A positional keyword-based approach to inferring fine-grained message formats
Introduction
The automatic inference of protocol message formats from raw network traces is an important problem with widespread applications, such as in the domains of service virtualization and network security. Service virtualization is a critical technology for DevOps and Continuous Delivery [1], to enable automated testing in production-like conditions of software systems against their dependent systems. Service virtualization [2], [3], [4] requires the understanding of message formats in order to decode request messages and formulate appropriate response messages. In the domain of network security [5], [6], [7], intrusion detection systems (IDS) and firewall systems require the knowledge of protocol message formats before performing deep packet inspection. For both service virtualization and network security, however, the message formats required are not always available. This situation may arise in scenarios involving legacy systems, proprietary protocols or just poor documentation [8]. This illustrates the importance of automated inference of message formats used in various system applications.

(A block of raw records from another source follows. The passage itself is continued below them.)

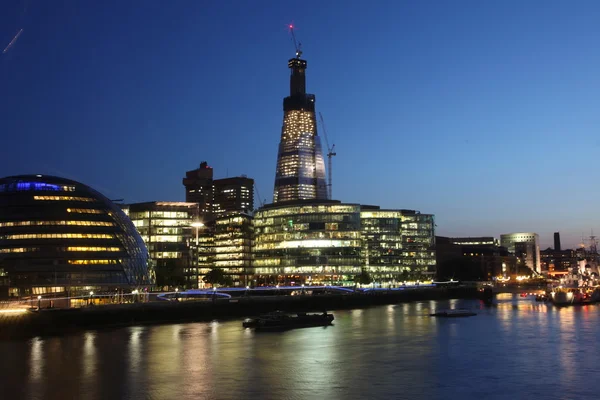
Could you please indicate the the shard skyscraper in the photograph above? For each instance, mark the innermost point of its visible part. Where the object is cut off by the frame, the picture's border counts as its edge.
(300, 170)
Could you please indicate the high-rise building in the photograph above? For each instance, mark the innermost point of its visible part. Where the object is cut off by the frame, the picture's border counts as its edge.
(557, 241)
(166, 228)
(300, 173)
(215, 196)
(526, 246)
(233, 195)
(199, 187)
(232, 247)
(307, 241)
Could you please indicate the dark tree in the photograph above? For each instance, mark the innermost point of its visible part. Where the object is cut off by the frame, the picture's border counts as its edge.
(216, 277)
(363, 278)
(170, 274)
(461, 269)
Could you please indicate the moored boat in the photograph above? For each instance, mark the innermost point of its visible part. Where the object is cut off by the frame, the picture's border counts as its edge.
(281, 321)
(453, 313)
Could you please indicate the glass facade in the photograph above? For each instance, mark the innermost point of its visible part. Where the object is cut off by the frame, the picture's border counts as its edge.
(300, 172)
(316, 242)
(50, 239)
(166, 228)
(232, 246)
(398, 244)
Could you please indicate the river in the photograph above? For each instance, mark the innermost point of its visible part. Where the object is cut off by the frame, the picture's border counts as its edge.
(519, 349)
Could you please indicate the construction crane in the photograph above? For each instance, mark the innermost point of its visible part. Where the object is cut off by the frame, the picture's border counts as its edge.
(297, 44)
(330, 154)
(261, 203)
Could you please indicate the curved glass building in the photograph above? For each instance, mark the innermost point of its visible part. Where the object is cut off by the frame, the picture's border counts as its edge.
(307, 241)
(58, 235)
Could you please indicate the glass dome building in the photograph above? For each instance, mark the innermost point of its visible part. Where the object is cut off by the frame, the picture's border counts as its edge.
(60, 236)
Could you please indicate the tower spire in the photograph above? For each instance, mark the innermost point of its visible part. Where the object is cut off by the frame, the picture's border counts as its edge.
(298, 67)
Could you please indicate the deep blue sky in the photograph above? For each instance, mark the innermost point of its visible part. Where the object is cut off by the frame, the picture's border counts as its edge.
(485, 113)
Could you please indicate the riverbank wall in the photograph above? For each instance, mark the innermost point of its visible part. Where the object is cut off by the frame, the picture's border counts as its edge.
(64, 321)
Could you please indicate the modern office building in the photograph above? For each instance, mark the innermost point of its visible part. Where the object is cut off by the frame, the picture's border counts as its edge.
(233, 195)
(61, 236)
(555, 261)
(492, 259)
(398, 245)
(300, 172)
(232, 247)
(167, 230)
(475, 241)
(215, 196)
(307, 241)
(526, 246)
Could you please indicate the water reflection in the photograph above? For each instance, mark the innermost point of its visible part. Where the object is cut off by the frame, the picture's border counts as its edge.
(518, 349)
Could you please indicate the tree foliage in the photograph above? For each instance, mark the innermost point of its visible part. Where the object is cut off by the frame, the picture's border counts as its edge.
(461, 269)
(363, 278)
(216, 277)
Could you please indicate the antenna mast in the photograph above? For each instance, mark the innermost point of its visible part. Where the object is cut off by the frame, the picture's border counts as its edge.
(297, 45)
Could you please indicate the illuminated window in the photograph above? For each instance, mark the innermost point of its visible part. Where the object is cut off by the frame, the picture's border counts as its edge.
(63, 198)
(59, 236)
(55, 223)
(38, 186)
(93, 249)
(19, 250)
(85, 211)
(84, 262)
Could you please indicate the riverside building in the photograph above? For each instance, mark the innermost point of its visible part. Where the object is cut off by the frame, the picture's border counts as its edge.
(398, 245)
(167, 229)
(58, 236)
(524, 245)
(307, 241)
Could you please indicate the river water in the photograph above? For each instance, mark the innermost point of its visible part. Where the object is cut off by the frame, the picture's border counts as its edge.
(519, 349)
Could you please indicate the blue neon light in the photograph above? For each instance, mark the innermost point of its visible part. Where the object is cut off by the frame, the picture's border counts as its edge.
(27, 186)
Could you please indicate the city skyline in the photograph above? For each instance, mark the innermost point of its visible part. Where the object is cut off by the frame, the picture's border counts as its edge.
(419, 79)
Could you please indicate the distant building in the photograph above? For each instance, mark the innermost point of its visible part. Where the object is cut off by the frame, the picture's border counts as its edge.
(199, 187)
(558, 260)
(215, 196)
(475, 241)
(493, 260)
(526, 246)
(166, 228)
(58, 236)
(233, 195)
(398, 245)
(232, 246)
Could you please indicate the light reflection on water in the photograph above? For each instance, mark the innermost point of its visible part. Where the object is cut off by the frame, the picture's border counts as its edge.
(518, 349)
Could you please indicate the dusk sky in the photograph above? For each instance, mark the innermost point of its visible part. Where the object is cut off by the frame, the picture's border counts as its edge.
(484, 113)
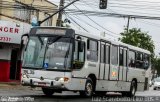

Over the past few years, researchers have proposed many methods for protocol message format inference. These methods broadly fall into two categories: (1) those based on reverse-engineering, which extract protocol message formats through reverse engineering the executable code of a software application that implements a given protocol, and (2) those based on analyzing network traces, which extract protocol message formats through analyzing raw network messages of a given protocol. As discussed in [9], reverse engineering protocols typically involves manual effort. To address this problem, many methods for automatic protocol reverse engineering have been proposed. Example methods automating this process include Polyglot [10], Prospex [11], HFSM [12], and AUTOGRAM [13]. A common drawback of these approaches is that they become inapplicable when the executable code of the application is not accessible. With the trends toward cloud computing, Software-as-a-Service and container technology, getting access to the executable application code is becoming less common. In this paper, we focus on extracting protocol message formats by analyzing raw network traces.
Methods based on network trace analysis utilize statistical learning techniques from Frequent Pattern Mining [14] and Natural Language Processing [15] to mine keywords patterns from raw message traces so as to group messages into clusters reflecting their types and consequently infer the message format of each type. Examples of these methods include Discoverer [16], SPI [17], SANTaClass [18], AutoReEngine [19], and ProDecoder [20]. However, a challenge faced by these methods is how to reliably discerning which terms are keywords and which terms are part of message “payload”. For example, AutoReEngine extracts message keywords by splitting messages into n-grams of different lengths, and frequent n-grams are treated as keywords. In general, keyword identification in existing methods suffers a number of issues. First, a sub-string or super-string of a keyword may be wrongly identified as a keyword, i.e., keyword under-fitting or keyword over-fitting. Second, certain keyword occurrences may be wrongly treated as payload information, while other occurrences of keyword strings in payload are wrongly identified as keyword occurrences, i.e., mis-treatment of keyword occurrence. These keyword imprecision and mis-treatment issues are some of the main reasons of message mis-clustering, i.e., causing different types of messages being put into one cluster. Another reason causing mis-clustering is the imbalance between different types of messages in the message traces as clustering is generally based on the frequencies of keyword occurrences. Message mis-clustering leads to over-generalization of the derived message formats, resulting in coarse-grained message formats that accept ill-formed messages.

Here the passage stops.